My thoughts: So my initial thought is that we can back out $f$ to find $f(x,y) = -arctan(\frac{x}{y})$ and that is undefined at $y=0$.. but I don't think that in itself disqualifies it as a gradient.
Function looks like this, in case you're curious: link
The domain of the field $F$ is the plane with the origin removed, note this is not simply connected.
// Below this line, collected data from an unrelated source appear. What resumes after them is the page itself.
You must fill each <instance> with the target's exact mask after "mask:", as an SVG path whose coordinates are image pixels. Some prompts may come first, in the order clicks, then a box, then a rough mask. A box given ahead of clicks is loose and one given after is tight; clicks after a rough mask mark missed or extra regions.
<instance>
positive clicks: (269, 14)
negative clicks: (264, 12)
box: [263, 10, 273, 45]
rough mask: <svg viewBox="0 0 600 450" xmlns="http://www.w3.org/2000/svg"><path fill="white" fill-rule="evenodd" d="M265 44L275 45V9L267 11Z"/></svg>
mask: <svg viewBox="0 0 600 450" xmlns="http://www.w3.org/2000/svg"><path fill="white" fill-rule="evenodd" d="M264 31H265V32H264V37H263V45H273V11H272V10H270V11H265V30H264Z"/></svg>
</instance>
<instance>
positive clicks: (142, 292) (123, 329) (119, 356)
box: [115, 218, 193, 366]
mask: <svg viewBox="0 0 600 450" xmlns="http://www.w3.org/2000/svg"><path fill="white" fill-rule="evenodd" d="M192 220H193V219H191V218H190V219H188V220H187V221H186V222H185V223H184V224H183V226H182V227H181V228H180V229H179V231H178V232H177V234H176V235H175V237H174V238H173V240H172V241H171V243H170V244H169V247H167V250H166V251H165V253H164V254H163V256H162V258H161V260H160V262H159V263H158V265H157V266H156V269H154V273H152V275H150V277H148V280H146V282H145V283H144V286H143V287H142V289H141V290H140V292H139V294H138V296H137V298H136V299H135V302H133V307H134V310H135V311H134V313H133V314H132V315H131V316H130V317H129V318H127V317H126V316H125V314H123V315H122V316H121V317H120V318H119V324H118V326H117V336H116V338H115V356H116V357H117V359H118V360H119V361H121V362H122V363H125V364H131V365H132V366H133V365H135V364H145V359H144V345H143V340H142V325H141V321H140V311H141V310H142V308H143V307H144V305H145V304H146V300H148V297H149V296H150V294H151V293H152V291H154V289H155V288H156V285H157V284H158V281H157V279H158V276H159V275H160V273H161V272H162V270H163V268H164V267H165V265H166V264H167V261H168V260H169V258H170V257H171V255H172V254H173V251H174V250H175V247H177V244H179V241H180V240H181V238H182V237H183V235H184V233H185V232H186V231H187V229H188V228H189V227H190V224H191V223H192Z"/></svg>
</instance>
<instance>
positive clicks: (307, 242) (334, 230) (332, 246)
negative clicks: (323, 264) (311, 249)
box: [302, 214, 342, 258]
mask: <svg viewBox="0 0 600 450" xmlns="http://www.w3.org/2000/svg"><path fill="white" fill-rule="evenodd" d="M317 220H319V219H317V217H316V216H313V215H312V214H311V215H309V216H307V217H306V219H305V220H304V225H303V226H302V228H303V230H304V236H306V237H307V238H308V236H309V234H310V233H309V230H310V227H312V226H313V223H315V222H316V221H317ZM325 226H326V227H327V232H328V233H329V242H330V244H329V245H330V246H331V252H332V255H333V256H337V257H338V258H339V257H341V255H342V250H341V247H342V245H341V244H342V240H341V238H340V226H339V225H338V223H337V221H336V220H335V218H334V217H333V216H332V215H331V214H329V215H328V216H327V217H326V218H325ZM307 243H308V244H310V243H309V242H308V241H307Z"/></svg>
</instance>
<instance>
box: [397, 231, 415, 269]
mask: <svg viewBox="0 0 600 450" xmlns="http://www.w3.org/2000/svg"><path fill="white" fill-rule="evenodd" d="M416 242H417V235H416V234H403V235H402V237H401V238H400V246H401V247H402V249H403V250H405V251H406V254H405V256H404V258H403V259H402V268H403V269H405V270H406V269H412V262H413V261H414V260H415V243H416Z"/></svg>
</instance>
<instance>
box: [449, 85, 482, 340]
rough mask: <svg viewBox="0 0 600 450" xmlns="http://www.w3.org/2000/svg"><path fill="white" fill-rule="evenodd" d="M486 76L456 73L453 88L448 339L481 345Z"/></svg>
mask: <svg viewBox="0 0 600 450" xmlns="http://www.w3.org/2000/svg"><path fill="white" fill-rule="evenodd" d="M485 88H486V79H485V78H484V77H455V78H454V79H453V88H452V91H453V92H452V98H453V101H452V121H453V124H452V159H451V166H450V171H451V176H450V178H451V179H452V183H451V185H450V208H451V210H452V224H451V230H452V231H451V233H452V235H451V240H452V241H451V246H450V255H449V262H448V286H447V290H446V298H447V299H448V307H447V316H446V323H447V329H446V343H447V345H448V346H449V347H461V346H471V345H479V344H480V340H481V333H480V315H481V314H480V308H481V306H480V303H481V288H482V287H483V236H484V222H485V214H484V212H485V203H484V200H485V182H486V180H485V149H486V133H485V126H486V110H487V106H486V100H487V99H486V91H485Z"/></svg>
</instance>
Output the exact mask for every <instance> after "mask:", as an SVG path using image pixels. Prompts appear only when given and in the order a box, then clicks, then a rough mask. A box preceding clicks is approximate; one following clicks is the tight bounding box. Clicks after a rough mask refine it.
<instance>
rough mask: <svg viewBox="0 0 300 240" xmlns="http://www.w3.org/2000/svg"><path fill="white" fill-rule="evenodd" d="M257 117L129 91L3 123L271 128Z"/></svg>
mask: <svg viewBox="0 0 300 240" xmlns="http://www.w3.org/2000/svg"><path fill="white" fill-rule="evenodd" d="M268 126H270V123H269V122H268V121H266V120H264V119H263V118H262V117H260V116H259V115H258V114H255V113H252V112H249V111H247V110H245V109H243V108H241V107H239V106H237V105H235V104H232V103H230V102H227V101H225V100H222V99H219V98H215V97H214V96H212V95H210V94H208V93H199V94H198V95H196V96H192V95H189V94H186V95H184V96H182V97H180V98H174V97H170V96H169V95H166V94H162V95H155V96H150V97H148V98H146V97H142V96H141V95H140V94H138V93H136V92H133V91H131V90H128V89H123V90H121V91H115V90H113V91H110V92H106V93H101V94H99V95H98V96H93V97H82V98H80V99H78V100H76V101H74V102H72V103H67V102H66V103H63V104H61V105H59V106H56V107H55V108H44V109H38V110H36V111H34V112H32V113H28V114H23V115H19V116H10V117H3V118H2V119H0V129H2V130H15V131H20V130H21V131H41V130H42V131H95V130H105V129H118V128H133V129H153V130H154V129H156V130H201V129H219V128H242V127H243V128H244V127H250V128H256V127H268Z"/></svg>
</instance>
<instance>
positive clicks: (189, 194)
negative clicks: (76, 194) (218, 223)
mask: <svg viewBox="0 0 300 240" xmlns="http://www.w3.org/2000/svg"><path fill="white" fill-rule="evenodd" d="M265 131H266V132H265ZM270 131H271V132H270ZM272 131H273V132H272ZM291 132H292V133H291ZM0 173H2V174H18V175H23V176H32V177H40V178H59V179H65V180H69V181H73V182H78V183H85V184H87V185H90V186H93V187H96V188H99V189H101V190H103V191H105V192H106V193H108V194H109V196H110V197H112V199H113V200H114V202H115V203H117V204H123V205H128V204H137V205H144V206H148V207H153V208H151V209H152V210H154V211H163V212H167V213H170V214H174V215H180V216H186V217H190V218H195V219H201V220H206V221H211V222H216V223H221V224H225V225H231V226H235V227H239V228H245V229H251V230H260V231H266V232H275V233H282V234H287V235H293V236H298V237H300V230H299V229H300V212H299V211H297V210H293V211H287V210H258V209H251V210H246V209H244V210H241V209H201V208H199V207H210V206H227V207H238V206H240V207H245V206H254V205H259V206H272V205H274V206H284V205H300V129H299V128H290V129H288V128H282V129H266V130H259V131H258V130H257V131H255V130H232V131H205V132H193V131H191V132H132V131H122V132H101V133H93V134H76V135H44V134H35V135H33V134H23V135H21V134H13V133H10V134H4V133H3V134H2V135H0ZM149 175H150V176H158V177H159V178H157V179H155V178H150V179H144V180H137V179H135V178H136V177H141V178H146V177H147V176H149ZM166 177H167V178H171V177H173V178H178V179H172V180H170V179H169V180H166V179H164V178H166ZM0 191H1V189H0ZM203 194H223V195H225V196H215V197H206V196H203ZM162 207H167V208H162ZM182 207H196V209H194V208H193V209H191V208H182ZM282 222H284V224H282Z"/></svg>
Since the domain of $F$ is not simply connected you cannot conclude that $F$ must be conservative solely on the basis of the cross-partial criterion (i.e. curl$(F) = 0$).
To see why $F$ is not conservative consider the line integral of $F$ across the unit circle parameterized by $r(t) = < \cos(t), \sin(t) >$. Then $F(c(t)) \cdot c'(t) = 1 $, thus the line integral evaluates to $2\pi$. If $F$ were conservative then the line integral (or circulation) across any closed curve would be $0$.
However, even though the field isn't conservative on its domain, it is conservative in any smaller, simply connected domain like the upper half-plane, $y > 0$. For instance, in this upper half plane you can take $f(x,y) = \arctan(y/x)$ as a potential function for $F$.